Friday 7 November 2014

Systematic and Analytical Thinking is Not the Best Way to Travel

Yesterday at Honest Weight I was reminded yet again that most humans, even humans with a degree of intellectual capabilities, just can't think.

There are two major problems that underlie the "intellectual" abilities of so many out there in Americaland. First, fetishisation. Far too many confuse how they feel and think with how others feel and think. Just because you feel that the Democrats that the Democrats aren't "leftist" enough doesn't mean that this is how voters in North Carolina or Louisiana felt when they went to the polls on the fourth of November 2014. Just because you get all soap opera emotional doesn't mean that everyone else gets soap opera emotional.

Another major problem with contemporary intellectuals is the tendency for many to go all postmodern on human behaviour. Yes, the social and cultural construction of reality is a factor in how many humans see the world and human behavior in it. That doesn't mean, however, that there is no reality out there, that global warming, for instance is an ideological fiction. It isn't. What it does mean is that even "thinking" humans are rarely able to think critically about the ideologies they reproduce in intellectual discourse.
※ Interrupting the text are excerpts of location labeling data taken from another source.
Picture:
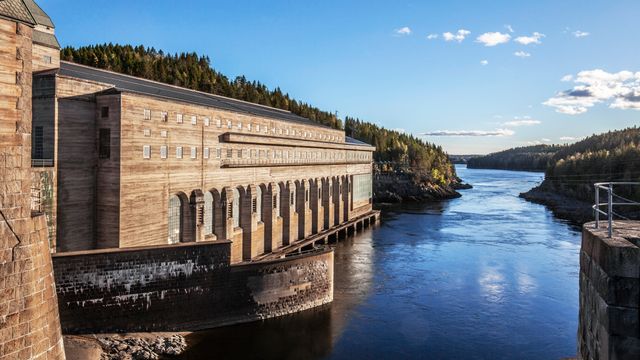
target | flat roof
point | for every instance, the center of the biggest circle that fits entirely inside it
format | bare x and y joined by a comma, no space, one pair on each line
127,83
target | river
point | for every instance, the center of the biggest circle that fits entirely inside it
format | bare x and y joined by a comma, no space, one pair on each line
485,276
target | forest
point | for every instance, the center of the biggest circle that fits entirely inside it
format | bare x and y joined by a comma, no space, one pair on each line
393,149
527,158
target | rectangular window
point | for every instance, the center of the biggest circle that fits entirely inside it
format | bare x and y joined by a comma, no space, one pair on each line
38,142
104,143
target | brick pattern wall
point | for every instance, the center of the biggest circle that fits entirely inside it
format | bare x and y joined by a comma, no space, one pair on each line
609,322
183,287
29,325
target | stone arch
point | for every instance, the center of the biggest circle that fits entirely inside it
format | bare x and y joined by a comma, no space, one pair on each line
178,218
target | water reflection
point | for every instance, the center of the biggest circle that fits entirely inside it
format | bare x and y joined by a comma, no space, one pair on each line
486,276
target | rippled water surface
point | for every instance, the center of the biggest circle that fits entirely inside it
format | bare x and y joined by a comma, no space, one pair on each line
485,276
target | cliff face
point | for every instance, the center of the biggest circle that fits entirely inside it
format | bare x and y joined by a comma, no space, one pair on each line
395,187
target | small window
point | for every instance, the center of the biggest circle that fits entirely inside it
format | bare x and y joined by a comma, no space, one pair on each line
104,146
104,112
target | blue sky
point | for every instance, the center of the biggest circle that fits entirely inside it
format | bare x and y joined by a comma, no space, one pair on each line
374,60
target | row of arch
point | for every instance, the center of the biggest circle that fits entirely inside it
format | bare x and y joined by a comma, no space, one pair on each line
260,218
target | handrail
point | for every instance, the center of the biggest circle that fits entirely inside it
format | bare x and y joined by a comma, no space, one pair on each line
608,186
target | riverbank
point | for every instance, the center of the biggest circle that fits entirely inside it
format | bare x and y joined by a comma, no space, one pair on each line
564,207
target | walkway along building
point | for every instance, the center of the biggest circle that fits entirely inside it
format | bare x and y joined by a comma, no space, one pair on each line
141,163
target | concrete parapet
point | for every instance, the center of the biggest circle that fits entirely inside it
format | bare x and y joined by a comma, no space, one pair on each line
609,324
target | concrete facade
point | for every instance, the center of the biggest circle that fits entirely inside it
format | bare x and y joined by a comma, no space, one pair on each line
609,323
29,323
257,178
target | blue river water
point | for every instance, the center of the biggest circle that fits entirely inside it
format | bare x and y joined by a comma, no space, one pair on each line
485,276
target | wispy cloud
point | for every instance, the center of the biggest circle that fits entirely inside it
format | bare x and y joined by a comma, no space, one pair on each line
403,31
620,90
459,36
470,133
580,34
567,78
522,122
493,38
533,39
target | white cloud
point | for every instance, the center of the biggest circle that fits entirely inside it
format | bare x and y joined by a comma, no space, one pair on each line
473,133
621,90
403,31
458,36
493,38
580,34
567,78
523,122
533,39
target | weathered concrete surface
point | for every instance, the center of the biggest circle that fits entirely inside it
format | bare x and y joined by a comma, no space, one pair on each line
609,324
183,287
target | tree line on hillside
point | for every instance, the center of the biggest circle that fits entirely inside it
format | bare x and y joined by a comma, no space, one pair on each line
394,149
526,158
612,156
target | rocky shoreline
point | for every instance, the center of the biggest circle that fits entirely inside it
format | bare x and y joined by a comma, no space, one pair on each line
564,207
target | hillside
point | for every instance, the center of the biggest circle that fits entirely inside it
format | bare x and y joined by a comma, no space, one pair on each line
527,158
569,179
423,165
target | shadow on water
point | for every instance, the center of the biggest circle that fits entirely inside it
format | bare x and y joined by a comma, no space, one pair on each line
485,276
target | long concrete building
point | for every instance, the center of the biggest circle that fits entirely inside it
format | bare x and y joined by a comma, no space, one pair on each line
134,162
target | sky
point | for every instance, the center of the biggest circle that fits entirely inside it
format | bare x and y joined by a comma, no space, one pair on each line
472,76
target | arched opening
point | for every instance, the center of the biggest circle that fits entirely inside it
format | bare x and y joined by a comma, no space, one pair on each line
209,218
175,219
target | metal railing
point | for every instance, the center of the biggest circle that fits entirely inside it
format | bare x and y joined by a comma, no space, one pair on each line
611,195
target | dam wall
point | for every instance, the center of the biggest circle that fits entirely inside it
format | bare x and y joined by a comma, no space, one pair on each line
609,323
183,287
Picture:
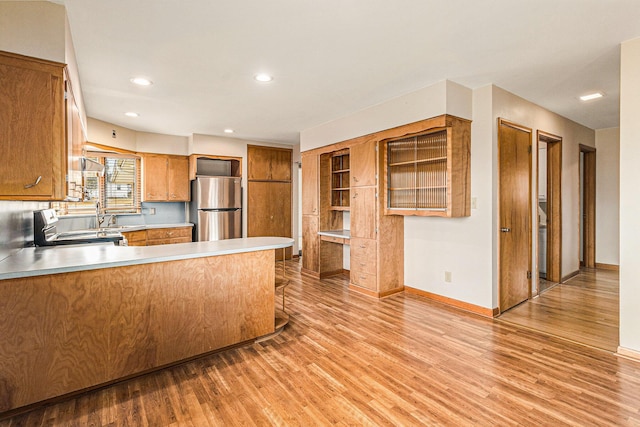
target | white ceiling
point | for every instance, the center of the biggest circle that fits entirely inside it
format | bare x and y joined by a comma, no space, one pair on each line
330,58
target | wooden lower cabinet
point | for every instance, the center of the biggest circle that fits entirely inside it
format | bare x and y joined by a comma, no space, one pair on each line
164,236
310,244
158,236
66,332
363,254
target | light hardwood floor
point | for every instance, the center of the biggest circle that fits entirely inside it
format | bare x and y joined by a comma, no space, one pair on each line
585,309
347,359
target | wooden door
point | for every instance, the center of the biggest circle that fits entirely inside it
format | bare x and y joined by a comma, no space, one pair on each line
311,243
514,151
363,212
363,164
178,179
554,205
269,209
268,163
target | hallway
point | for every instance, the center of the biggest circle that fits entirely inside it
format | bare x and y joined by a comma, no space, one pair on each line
584,309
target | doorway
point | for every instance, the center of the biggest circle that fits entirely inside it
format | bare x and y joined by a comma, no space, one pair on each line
549,210
587,206
514,175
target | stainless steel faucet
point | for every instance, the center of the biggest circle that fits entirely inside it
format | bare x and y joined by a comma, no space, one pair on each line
98,220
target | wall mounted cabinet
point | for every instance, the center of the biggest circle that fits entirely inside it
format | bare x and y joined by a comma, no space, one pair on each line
340,182
32,129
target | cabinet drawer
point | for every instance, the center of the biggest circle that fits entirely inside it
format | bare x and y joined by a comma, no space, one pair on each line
136,237
332,239
359,263
168,233
363,248
364,280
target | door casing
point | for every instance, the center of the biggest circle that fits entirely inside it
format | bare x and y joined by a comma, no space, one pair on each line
554,204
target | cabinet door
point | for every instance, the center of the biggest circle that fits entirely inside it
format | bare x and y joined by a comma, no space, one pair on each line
178,179
32,129
310,243
269,209
363,164
310,185
155,177
363,212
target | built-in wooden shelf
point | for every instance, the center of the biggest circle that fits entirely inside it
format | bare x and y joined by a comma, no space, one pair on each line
340,180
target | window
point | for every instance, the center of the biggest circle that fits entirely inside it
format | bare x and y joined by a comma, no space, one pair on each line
118,191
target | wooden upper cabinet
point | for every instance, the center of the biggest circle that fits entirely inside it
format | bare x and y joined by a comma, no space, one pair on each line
178,178
268,163
428,173
166,178
310,185
363,164
32,129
A third problem is the inability of may to cite specific empirical evidence for their claims. If you are going to argue or suggest that all science is the product of economic factors such as monetary political support you need to show how Albert Einstein's theory of relativity or that Nate Silver's model of electoral analysis is the product where they get their money from. Vast and vague generalisations simply won't cut mustard.

While it is true that many "intellectuals" cannot escape the fetishisistic and reality is a fiction cages their minds of trapped in, there is a way that we humans can achieve a more "objective" grasp of the universe and human action within that universe: analytical and systematic reasoning that is dispassionate (more analytical and systematic than emotion laden). It is a pity that most humans, even some of those who do use their minds in more systematic and analytical way, can't achieve this empirical path to intellectual understanding. C'est la vie.

1 comment:

  1. From Ned Depew...liked it. tried to post a response, but blogger always foils me. can I fit it in here? Critical thinking is key to human advancement - and the ability to survive in the world outside the lock-step conformity that can only lead lemmings cliff-side. The failure to teach it as the basis of all curricula is the most fundamental failure of our education system. Every "subject," from math, to history, to literature, can be approached from the perspective of critical analysis.
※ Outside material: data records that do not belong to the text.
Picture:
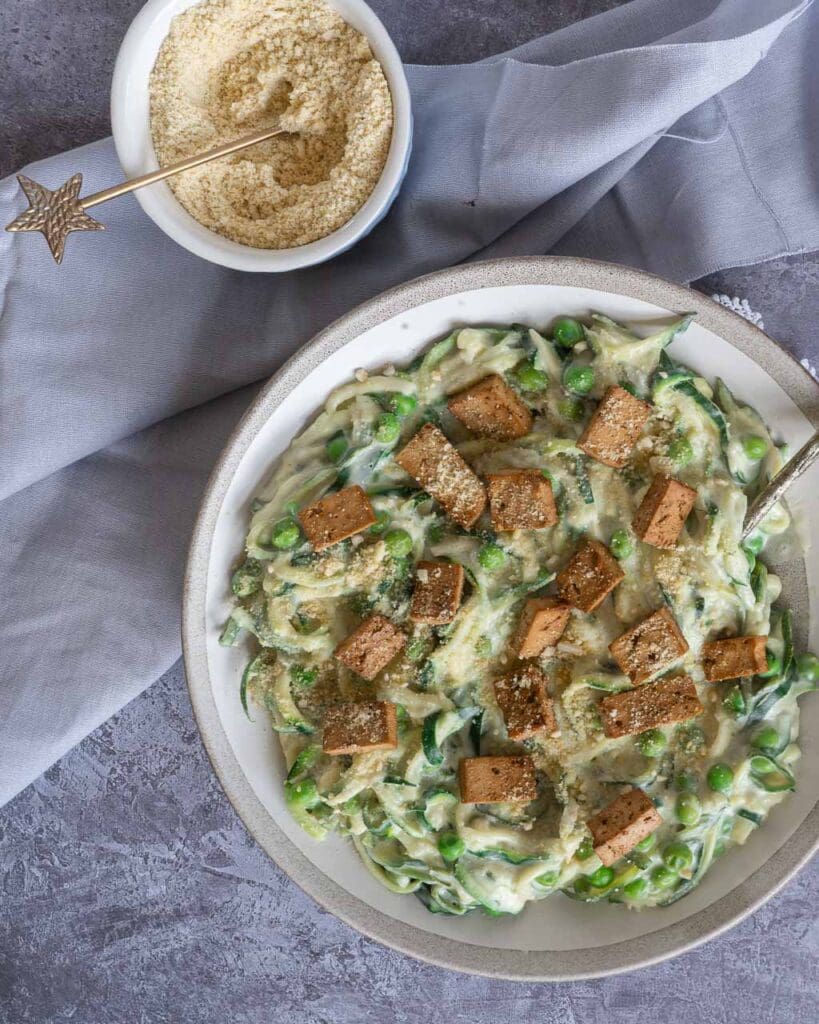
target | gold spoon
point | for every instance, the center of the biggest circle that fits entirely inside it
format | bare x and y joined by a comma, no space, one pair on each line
57,213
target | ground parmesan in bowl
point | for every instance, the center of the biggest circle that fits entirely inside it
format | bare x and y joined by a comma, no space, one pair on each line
228,68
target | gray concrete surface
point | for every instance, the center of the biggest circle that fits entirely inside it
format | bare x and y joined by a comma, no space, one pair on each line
130,891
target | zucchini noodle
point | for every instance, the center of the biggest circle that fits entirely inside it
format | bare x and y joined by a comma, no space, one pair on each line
401,807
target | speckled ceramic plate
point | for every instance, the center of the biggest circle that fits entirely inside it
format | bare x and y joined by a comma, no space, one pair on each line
557,939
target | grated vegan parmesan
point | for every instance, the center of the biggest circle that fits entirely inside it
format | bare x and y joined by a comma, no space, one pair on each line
229,68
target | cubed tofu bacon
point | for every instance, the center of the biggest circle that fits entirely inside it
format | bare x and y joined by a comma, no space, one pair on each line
614,427
663,702
372,646
498,780
490,409
336,517
734,657
542,625
591,574
651,645
662,512
437,593
524,702
624,822
431,460
521,499
352,728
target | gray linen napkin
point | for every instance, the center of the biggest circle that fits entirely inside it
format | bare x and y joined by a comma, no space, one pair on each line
677,137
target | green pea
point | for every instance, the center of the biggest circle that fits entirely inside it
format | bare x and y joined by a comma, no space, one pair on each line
635,889
302,677
755,448
351,806
688,808
381,523
755,543
808,668
567,332
774,660
403,720
734,701
387,428
680,452
403,404
416,649
663,878
398,543
336,448
285,535
620,544
766,739
491,557
652,742
678,856
602,877
720,777
530,379
548,880
580,380
303,794
450,846
571,410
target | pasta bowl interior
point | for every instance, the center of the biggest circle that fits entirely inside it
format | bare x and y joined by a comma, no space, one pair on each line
554,938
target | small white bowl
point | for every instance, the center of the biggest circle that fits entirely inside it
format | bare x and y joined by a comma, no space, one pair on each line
130,119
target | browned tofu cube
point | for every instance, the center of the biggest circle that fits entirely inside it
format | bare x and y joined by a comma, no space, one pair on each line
663,511
351,728
498,780
614,428
653,644
624,822
336,517
437,593
439,469
520,499
541,626
663,702
525,705
372,646
734,657
591,574
490,409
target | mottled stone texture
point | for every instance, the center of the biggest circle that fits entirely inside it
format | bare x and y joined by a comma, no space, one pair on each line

    The skills of collecting information, comparing it, integrating it and being able to come up with some kind of a vision of reality based on the analysis is an even more basic a skill than reading, writing and arithmetic. It's a natural part of our birthright, as tiny toddler scientists explore their worlds, collect information and try to process it.

    But rigid world-views from parents, religions, schools and society in general shut down that process, teaching kids to memorize a set of axioms without question or analysis - teaching them in terms of "right" and "wrong" instead of in terms of exploration and discovery. Kids who think for themselves "answer back" and "argue with their parents and teachers," activities that have been the basis of all useful human learning at least since Socrates, but are frowned on our society.

    If you are fortunate enough to have had the kind of education, in your home and in the world that actually allowed you to discover and explore the primacy of critical thought, you are outside the bounds of popular discourse, which is driven by "factoids" and "truthiness" rather than any process of rigorous judgment.

    Which is not to say that the elevation of "uncertainty" in modern thought isn't a good thing. No analysis can ever be complete, because all the consequences can never be cataloged and understood. But that doesn't change the importance of doing the best job possible in the face of that uncertainty to look our perceptions of reality in the face, test them, and draw workable conclusions. It doesn't change the usefulness, as in science, of postulating certain criteria and processes - knowing that they are only postulates, not absolutes - in attempts to develop a model of the world - and our own lives - that helps us not only survive, but thrive.

    While uncertainty allows that there is "more than one correct answer" to any problem, and more than one "valid" analysis of any set of facts, critical thinking allows us to create rational criteria and systems for evaluating those various answers and solutions, and adopting (always provisionally) those that seem most useful in a given set of circumstances.

    The current social pressures in the US (and world-wide, in many circles) are for finding answers that are , in Mencken's trenchant phrase, "clear, simple – and wrong." Because of the lack of training and encouragement to think in terms of relative critical analysis while accepting the uncertainty that is our human lot, people fear complexity (instead of glorying in and celebrating it, as we should, if we fully understood the complex and miraculous process we incarnate!). Clear, flexible, uninhibited thought that incorporates the rational while respecting and honoring the emotions, the intuitive, the spiritual and all the other aspects of our multi-faceted functioning is clearly the only way forward.